PySpark is the Python API that supports Apache Spark. Apache Spark is a open-source, distributed framework that is built to handle Big Data analysis. Spark is written in Scala and integrates with Python, Scala, SQL, Java,, and languages. It acts as computational engine that processes very large data sets in batch and parallel systems. Python is a general-purpose programming language that uses language constructs and object-oriented paradigms to help programmers write clean, highly logical code for a wide range of projects and functions. Python is popular for machine learning- and data analytics-intensive projects.
Who Should Learn PySpark?
Python is a powerful tool for data scientists developing machine learning, data analysis, and AI projects. With PySpark's Py4j library, programmers that work closely with data science projects can easily work with Spark using Python.
Advantages of PySpark:
Simple integration with other languages, including Scala, Java, and R
Powerful caching and disk persistence
Helps data scientists work more efficiently with Resilient Distributed Datasets (RDD)

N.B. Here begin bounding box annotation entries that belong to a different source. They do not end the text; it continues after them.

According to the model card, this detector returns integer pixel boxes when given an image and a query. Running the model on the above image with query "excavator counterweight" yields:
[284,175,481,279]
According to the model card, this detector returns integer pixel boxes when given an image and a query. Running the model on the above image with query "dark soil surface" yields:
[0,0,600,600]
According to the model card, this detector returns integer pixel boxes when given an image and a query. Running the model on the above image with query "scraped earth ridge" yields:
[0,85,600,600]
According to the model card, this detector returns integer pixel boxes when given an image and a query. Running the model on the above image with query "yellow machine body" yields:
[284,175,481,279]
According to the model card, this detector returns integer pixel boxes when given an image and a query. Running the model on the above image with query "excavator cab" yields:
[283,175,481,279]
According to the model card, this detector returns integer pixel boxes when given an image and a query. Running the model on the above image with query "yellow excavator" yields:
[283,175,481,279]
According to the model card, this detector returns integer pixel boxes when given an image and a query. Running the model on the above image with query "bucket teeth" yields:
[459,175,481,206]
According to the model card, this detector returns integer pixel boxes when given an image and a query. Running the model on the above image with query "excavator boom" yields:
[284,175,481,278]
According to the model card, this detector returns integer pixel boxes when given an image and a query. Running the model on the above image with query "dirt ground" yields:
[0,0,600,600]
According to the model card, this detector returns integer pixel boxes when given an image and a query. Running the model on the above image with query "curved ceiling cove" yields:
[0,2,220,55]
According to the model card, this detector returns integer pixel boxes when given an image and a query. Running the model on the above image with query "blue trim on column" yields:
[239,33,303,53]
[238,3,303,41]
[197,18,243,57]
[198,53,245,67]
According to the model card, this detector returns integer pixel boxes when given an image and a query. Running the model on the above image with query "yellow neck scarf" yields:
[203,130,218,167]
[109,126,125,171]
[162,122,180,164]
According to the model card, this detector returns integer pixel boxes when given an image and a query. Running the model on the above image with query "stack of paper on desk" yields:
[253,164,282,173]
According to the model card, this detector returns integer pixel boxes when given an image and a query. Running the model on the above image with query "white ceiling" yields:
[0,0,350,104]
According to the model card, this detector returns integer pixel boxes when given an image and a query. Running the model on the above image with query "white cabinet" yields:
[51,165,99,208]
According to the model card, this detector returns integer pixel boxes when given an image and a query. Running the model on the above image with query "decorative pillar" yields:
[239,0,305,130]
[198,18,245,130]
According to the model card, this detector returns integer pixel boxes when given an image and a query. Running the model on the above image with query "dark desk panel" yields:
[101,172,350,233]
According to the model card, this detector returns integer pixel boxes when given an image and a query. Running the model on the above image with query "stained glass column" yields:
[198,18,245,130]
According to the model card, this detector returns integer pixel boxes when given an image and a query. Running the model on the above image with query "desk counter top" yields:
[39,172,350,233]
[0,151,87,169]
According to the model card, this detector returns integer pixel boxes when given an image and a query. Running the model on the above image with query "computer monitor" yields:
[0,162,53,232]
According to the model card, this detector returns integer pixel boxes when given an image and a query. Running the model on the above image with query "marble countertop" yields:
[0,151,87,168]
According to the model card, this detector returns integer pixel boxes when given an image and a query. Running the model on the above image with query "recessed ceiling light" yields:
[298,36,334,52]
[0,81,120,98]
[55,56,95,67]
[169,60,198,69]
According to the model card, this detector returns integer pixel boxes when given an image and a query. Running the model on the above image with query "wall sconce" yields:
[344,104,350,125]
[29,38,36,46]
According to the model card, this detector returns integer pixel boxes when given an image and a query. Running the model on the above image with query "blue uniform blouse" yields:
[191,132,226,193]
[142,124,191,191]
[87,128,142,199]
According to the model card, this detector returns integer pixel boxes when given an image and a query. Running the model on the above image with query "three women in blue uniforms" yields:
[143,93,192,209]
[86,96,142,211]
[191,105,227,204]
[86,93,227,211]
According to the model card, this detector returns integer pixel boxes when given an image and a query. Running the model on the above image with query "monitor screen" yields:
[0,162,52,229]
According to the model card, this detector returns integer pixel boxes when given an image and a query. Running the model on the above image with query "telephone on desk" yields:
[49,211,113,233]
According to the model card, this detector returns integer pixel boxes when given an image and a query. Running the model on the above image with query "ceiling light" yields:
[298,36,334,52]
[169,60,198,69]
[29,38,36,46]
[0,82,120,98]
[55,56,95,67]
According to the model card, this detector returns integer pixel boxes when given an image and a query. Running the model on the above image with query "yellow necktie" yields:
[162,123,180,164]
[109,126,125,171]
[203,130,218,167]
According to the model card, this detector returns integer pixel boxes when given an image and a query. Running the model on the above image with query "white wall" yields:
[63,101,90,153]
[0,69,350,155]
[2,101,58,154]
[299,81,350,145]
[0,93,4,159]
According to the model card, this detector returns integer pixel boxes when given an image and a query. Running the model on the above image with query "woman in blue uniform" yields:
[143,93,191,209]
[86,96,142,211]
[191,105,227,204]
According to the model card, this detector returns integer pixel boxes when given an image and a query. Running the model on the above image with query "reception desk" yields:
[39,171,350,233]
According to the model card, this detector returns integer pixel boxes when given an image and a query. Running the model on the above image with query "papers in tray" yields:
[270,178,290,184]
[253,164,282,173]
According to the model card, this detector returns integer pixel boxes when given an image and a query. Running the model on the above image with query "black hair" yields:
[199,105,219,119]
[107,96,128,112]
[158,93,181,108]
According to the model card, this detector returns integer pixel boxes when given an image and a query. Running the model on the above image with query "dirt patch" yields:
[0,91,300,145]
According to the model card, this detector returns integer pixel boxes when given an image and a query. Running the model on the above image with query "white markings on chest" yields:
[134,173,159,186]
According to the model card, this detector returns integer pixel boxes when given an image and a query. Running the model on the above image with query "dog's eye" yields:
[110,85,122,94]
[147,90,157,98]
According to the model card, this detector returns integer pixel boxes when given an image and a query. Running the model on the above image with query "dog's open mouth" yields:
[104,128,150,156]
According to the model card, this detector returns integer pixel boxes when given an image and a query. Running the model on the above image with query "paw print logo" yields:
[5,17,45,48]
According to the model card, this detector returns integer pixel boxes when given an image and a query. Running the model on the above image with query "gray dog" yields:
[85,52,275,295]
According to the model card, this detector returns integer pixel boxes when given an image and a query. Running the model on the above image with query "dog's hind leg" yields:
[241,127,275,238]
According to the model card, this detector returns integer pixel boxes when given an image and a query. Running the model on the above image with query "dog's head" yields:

Faster speed vs.with the other data processing framework
PySpark SQL is an abstraction module over the PySpark Core that is deployed for processing both semi-structured and structured data sets. Pyspark SQL also has an API that reads data from different files formats. This allows it, for example, to use both SQL and HiveQL.
Snowflake and PySpark
Snowflake works with both Python and Spark, allowing developers to leverage Pyspark capabilities in the platform. The Snowflake Connector for Spark (“Spark connector”) brings Snowflake into the Apache Spark ecosystem, enabling Spark to read data from, and write data to, Snowflake.The Snowflake Connector for Python provides an interface for developing Python applications that can connect to Snowflake and perform all standard operations.